Say, I have a tensor a : tensor([0.6511, 0.6983, 0.2852, 0.2281], requires_grad=True). Now, I convert it to 1 if value > 0.5 else change it to 0. Now, the new tensor is tensor([1, 1, 0, 0], requires_grad=True). I use this tensor to perform a masking operation. However, when I backpropagate, the gradients of a become 0.

Another approach might be to use a.detach(), however, now a is not included in the computation graph, and gradients are not computed.
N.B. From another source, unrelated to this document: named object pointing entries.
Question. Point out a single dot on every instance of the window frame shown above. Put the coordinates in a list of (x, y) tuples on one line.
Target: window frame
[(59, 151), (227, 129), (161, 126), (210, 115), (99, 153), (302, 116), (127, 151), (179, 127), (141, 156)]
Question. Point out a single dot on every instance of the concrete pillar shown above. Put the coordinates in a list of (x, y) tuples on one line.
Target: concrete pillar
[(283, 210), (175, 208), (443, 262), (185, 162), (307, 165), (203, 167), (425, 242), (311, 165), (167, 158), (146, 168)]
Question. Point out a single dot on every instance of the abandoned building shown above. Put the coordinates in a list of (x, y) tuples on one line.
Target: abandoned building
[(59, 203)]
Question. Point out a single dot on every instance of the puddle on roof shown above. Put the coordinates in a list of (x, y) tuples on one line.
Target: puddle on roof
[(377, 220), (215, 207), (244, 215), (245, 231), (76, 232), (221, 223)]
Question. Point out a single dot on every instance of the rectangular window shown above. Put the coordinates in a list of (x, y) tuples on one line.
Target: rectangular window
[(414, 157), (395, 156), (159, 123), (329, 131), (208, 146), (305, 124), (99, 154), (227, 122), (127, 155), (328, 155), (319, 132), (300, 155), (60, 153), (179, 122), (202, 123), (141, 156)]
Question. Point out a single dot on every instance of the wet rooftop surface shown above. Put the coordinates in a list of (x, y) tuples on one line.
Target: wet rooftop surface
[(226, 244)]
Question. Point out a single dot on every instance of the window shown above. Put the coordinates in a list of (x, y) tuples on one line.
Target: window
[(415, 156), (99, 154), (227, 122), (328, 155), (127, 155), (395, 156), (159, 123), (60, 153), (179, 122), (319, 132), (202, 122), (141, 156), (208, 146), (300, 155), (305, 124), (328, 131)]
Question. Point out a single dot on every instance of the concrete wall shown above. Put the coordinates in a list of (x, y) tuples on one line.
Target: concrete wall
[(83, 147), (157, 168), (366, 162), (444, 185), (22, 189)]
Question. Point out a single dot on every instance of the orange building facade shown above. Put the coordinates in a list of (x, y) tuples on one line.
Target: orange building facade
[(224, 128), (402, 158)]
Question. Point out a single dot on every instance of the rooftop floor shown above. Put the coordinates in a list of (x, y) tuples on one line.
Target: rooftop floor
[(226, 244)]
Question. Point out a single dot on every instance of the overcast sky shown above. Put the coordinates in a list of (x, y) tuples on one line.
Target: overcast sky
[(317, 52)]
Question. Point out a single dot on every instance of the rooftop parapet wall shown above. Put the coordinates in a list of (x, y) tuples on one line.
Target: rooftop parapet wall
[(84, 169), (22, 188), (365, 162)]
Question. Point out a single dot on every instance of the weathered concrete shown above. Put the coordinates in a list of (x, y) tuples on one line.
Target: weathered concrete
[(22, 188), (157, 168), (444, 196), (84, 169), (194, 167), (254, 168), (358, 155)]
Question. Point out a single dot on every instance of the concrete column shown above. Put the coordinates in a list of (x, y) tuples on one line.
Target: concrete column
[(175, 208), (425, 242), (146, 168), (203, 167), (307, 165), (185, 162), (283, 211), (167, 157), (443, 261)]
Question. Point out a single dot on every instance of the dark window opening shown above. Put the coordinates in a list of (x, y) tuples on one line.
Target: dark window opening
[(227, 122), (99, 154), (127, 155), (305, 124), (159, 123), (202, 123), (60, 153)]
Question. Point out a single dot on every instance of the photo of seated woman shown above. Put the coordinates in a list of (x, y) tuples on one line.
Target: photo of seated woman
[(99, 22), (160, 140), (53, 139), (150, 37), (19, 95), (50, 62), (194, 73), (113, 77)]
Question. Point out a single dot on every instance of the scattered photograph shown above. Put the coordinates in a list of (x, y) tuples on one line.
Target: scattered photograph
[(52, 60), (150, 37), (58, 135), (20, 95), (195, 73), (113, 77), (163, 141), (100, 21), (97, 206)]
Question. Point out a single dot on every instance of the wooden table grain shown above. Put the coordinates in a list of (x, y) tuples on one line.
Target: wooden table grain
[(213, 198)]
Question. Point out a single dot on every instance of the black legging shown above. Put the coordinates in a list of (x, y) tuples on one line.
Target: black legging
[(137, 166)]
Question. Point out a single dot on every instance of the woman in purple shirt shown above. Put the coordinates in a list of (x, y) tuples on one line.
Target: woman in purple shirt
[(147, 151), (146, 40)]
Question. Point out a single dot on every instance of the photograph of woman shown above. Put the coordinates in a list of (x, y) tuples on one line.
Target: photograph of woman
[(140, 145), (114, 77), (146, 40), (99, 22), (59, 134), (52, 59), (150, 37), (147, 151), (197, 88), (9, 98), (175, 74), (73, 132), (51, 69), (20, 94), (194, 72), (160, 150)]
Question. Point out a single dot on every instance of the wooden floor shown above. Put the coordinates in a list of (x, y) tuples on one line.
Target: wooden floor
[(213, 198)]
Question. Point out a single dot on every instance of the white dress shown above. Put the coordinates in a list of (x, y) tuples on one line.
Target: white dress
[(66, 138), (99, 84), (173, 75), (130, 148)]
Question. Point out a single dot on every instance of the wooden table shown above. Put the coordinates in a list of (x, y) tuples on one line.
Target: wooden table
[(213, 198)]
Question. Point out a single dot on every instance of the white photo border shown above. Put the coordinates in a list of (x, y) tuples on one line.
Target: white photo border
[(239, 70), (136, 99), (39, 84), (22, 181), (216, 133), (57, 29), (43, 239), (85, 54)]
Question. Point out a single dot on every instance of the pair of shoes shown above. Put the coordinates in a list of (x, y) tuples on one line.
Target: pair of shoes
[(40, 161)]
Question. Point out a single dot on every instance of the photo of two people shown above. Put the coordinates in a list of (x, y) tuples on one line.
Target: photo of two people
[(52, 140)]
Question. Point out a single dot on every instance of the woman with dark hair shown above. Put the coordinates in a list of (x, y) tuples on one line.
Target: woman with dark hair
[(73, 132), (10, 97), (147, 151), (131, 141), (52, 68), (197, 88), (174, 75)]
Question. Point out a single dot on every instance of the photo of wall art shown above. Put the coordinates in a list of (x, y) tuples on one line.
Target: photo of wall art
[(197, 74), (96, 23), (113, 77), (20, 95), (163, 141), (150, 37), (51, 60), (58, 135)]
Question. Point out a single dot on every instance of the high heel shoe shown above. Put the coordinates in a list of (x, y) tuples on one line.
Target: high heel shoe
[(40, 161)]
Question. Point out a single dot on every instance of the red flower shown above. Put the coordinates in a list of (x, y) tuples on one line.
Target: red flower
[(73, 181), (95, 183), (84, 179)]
How do I approach this without breaking the graph, and without computing grad value as 0.

Small Snippet:

a = regularizer(torch.mul(per_step_task_embedding, layer_out)) # tensor([0.6511, 0.6983, 0.2852, 0.2281], requires_grad=True)
b = a.round() # # tensor([1, 1, 0, 0], requires_grad=True)
for i, (p, g) in enumerate(zip(params, grad)):
p.update = - g * b[i] # masking

Ok, so I have made a hack around this to make it work. Writing what worked for me here, if anyone comes across a similar problem.
Firstly, the regularizer I used had Sigmoid() in the end. I removed it.
So, now I have:

layer_pred = regularizer(torch.mul(per_step_task_embedding, layer_out))
sigm = torch.nn.Sigmoid()
temp_pred = layer_pred.detach()
cond = sigm(temp_pred).round() # [0 or 1]
layer_pred.data = cond.data # replace data in layer_pred without changing graph
masking_module(layer_pred, params, gradients)
layer_pred.data = temp_pred.data # replace data with original data again without changing graph

Just replying to let you know that you shouldn’t use .data field as it’s only there for backwards compatibility and can lead to incorrect calculations. You can read more here, try using .copy_() instead.